This may be an article you’d rather not read because no one wants to think about having an auto accident. After all, each of us knows that he’s the world’s safest driver. But according to the National Highway Transportation Safety Administration, in 2004 there were an estimated 6.1 million motor vehicle crashes, and some of those drivers may have been as good as you.
So, as careful as you might be, it’s still possible that some character is going to be talking on his cell phone, fiddling with the radio or eating his lunch and will rear-end your vehicle. You hear the crunch of metal and the shattering of glass and plastic. What should you do next?
I’m OK, You’re OK
First things first: check for injuries. Ask your passengers if they have been hurt and check to see if anyone in the other vehicle(s) has been injured. If there are injuries, do not try to move the injured person. Call police immediately.
If the accident is minor and the cars are drivable, you should move cars to the side of the road and out of the way of oncoming traffic. When doing this, stay focused on your one objective —safely moving your car to a secure location. You can deal with other matters once this is done. Leaving cars in the middle of the road or busy intersection can result in additional accidents and injuries. If a car can’t be driven, drivers and passengers should remain in their cars with seatbelts fastened for everyone’s safety until help arrives. Make sure to turn on your four-way flashers and set out cones, flares or warning triangles if possible.
Get the Facts
After the accident, talk with each driver and exchange the following information: name, address, phone number, license plate number, insurance company, policy number, and driver license numbers for both the driver and the owner, if they’re not the same person. If the driver’s name is different from the name of the insured, establish what their relationship is and take down the name and address for each individual. Also write down a description of each car, including year, make, model and color, as well as the exact location of the collision and how it happened. Since an accident can have legal ramifications, don’t discuss fault with anyone. Leave that to the professionals to work out.
It’s a good idea to carry an accident emergency kit in your car. It should include a cell phone, as well as pen and paper for taking notes, a disposable camera to take photos of the vehicles at the scene, and a card with information about allergies or medical conditions that may require special attention. Also, keep a list of your contact numbers – your spouse or other relatives — handy for law enforcement agencies. A set of cones, warning triangles or emergency flares are also a good idea.

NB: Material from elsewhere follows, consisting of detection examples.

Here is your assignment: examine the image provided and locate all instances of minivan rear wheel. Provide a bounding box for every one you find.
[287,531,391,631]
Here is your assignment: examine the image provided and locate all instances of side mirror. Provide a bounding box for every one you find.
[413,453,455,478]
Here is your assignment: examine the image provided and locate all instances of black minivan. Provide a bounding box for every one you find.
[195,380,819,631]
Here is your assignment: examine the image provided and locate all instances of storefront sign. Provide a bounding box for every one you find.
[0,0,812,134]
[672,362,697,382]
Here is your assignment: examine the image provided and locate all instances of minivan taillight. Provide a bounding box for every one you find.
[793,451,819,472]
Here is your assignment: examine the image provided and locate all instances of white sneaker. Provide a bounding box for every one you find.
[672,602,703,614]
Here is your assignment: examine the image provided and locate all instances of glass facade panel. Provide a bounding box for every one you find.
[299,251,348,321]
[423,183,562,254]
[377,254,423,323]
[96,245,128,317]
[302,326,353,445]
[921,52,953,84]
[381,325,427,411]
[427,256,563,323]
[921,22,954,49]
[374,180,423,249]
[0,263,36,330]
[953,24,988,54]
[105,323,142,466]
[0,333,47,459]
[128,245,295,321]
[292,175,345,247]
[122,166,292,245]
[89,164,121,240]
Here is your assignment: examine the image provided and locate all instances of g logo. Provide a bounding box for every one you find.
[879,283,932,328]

Use your camera to document the damage to all the vehicles. Keep in mind that you want your photos to show the overall context of the accident so that you can make your case to a claims adjuster. If there were witnesses, try to get their contact information; they may be able to help you if the other drivers dispute your version of what happened.
File an Accident Report
Although law enforcement officers may not respond to accidents unless there are injuries, drivers should file a state vehicle accident report, which is available at police stations and often on the state’s department of motor vehicles web site. A police report often helps accident management and insurance companies speed up the claims process.
Know Your Policy
The whole claims process will be easier following your accident if you know the details of your company’s vehicle accident policy and coverage, or in the case of your personal auto insurance, the terms of that policy. Don’t wait until after an accident to find out what’s expected of you and what your options are in the event of an accident.
Obviously, it’s much more pleasant to avoid accidents and injuries in the first place, but being prepared can make the aftermath of an accident at least a little less painful.
• Seek aid for any injuries.
• Call 911.
• Stay at the scene.
• Give authorities complete and accurate information.
• Ask for a written accident report.
• Get the names, addresses and license numbers and tag numbers of all people involved.
• Call your fleet management company or your insurance agent.